アーシアには、そんなものに振り回される方がどうかしているって気づいてほしいと常に願う。
「これが終わったら、部長かレヴィアさんにでも頼んで、アーシアの居場所用意してもらうから。だから、アーシアはもっと俺を頼ってくれ」
「そんなわけにはいきません! 見ず知らずの他人にご迷惑をかけるだなんて・・・」
そんな失礼なまねはできない。そう言おうとしたアーシアだったが、それより先にイッセーの声が届いた。
「友達を助けるのなんて、当たり前のことじゃないか」
・・・その言葉が、アーシアの心に深く届く。
アーシア・アルジェントは、翻弄され続けの人生を送ってきた。
生まれたときから孤児院に預けられ、そこで質素ながらも人並みの暮らしを得ていた。
偶然他者をいやす力に目覚め、それによって聖女として祭り上げられた。
信徒はみな敬ってくれたが、決して友達はできない院生でもあった。
そして、悪魔を治したことで魔女として追放され、堕天使の元に転がり込むことになった。
本当にいろいろと不幸な人生だ。
今、その人生を真正面からぶち壊そうとしてくれる少年がいる。
それはきっと、心のどこかでアーシアが求めてやまなかったものなのだろう。
「私、シスター失格ですね・・・」
「辞めちまえばいいだろ、そんなもん」
イッセーはばっさりと言い切った。
彼にしてみれば、こんなかわいくて優しい子に救いをもたらさない神なら、いない方がましだとすら言いきれる。

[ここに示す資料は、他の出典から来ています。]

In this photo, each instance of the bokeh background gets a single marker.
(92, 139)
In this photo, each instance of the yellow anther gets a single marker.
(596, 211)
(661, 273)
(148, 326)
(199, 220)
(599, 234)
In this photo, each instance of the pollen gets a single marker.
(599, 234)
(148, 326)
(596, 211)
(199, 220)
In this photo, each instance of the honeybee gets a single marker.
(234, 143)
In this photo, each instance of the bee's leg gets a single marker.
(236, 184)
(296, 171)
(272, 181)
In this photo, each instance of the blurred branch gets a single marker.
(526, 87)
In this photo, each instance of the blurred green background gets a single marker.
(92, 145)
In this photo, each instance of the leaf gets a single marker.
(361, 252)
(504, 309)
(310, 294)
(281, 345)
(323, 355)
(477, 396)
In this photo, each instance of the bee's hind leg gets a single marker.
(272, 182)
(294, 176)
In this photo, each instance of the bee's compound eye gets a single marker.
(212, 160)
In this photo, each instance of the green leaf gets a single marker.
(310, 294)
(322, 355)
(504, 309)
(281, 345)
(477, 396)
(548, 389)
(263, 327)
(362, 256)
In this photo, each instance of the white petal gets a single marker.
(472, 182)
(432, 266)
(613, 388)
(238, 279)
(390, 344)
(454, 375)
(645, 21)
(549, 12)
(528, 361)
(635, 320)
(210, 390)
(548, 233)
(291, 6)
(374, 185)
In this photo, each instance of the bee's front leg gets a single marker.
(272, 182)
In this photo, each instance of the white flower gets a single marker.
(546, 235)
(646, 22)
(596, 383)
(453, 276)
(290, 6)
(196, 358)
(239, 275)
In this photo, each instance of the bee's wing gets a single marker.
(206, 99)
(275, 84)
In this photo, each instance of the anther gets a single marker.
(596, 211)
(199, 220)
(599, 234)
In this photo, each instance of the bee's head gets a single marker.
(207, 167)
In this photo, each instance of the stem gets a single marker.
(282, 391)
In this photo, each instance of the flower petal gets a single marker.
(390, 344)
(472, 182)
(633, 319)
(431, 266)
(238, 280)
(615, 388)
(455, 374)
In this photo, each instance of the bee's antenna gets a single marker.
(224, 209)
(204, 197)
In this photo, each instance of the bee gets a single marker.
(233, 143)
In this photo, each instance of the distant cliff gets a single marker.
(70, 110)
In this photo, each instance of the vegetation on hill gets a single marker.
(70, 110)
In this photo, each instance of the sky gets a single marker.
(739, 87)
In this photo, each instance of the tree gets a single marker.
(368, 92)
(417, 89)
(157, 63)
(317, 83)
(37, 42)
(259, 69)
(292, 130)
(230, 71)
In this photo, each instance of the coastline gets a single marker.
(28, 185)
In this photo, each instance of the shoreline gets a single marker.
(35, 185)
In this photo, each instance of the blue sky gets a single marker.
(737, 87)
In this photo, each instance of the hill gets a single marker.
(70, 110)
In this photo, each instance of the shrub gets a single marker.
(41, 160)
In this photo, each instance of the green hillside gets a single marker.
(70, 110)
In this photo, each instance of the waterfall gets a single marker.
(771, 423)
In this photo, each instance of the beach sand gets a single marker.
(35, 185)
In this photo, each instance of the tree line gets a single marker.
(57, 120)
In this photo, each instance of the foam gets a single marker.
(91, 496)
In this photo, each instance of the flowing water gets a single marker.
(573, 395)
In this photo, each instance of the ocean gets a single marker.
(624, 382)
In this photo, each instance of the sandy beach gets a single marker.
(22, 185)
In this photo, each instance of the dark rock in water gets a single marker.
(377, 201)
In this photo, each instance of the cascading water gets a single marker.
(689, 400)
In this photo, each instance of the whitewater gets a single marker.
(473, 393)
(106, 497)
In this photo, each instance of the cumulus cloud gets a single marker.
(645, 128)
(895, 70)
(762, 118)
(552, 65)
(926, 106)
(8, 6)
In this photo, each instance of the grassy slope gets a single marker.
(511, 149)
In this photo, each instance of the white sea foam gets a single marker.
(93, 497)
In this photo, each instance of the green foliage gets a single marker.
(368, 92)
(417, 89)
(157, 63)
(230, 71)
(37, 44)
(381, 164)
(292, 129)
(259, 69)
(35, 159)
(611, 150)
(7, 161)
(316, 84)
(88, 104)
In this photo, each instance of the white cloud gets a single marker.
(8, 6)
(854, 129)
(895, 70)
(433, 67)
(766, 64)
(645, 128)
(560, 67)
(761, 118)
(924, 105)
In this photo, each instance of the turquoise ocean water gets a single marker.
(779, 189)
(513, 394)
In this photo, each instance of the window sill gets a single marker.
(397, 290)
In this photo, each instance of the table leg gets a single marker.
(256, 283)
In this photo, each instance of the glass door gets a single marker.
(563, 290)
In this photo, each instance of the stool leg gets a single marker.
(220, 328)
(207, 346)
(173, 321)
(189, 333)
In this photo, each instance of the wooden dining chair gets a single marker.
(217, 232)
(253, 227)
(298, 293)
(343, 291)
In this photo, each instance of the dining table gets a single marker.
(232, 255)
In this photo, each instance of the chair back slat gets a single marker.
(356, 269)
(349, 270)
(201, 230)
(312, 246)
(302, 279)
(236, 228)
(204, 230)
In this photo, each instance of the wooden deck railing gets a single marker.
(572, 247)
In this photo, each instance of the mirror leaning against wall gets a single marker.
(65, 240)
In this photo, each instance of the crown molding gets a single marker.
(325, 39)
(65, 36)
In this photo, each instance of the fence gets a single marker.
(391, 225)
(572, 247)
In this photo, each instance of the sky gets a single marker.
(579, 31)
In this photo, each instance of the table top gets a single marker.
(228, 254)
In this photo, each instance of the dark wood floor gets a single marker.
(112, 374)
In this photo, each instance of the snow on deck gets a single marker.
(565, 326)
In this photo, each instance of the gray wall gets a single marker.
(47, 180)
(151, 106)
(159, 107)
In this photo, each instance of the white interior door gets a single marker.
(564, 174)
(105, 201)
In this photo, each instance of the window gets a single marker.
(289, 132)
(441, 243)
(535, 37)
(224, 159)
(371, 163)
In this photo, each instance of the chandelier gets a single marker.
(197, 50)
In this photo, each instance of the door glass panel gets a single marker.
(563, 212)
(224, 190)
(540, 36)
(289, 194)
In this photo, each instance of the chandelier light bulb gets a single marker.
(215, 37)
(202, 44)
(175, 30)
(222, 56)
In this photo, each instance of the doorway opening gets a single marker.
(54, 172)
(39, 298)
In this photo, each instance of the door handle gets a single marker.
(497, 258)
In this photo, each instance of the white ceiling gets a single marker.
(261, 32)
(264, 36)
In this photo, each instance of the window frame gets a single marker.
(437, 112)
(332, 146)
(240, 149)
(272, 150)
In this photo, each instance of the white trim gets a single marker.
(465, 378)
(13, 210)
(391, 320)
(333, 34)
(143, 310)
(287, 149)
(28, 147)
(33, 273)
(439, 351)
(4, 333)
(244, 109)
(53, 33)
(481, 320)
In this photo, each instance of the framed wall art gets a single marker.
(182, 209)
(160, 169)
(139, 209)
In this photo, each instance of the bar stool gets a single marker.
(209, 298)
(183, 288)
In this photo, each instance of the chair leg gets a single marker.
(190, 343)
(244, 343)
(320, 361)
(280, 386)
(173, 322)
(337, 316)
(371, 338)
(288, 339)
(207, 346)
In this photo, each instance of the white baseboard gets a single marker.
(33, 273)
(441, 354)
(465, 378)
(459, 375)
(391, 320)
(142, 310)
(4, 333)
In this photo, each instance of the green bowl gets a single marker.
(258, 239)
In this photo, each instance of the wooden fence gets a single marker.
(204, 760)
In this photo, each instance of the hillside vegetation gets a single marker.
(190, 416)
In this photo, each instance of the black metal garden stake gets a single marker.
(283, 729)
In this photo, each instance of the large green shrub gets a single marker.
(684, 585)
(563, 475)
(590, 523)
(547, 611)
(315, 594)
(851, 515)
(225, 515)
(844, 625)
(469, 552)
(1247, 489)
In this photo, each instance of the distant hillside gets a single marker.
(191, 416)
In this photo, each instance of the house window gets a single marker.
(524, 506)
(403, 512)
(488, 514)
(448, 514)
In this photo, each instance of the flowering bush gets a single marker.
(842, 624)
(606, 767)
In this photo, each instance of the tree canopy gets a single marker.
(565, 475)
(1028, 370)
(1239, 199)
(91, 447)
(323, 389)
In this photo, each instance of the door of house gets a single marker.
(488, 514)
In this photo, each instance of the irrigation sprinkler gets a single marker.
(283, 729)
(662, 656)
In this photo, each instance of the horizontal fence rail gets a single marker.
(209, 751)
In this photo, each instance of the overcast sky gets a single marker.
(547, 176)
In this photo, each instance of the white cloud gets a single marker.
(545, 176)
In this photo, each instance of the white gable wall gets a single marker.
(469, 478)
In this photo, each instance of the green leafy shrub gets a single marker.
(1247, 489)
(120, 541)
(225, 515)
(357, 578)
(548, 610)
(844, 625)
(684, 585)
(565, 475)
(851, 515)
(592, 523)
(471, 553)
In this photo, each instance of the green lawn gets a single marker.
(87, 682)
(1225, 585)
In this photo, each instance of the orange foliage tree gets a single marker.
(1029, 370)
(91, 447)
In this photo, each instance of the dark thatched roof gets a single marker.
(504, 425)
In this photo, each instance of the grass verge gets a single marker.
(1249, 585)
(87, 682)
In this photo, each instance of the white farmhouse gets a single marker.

信仰はすくわれるという見返りあってのものだ。それがないなら信仰する必要なんて欠片もなかった。
だから、神じゃなくて自分がアーシアを救って見せる。
そう思い、神器を展開しながら十字架を破壊しようとして。
「あら駄目よ。その子は私が使うんだから」
その足に、光の槍が深々と突き刺さった。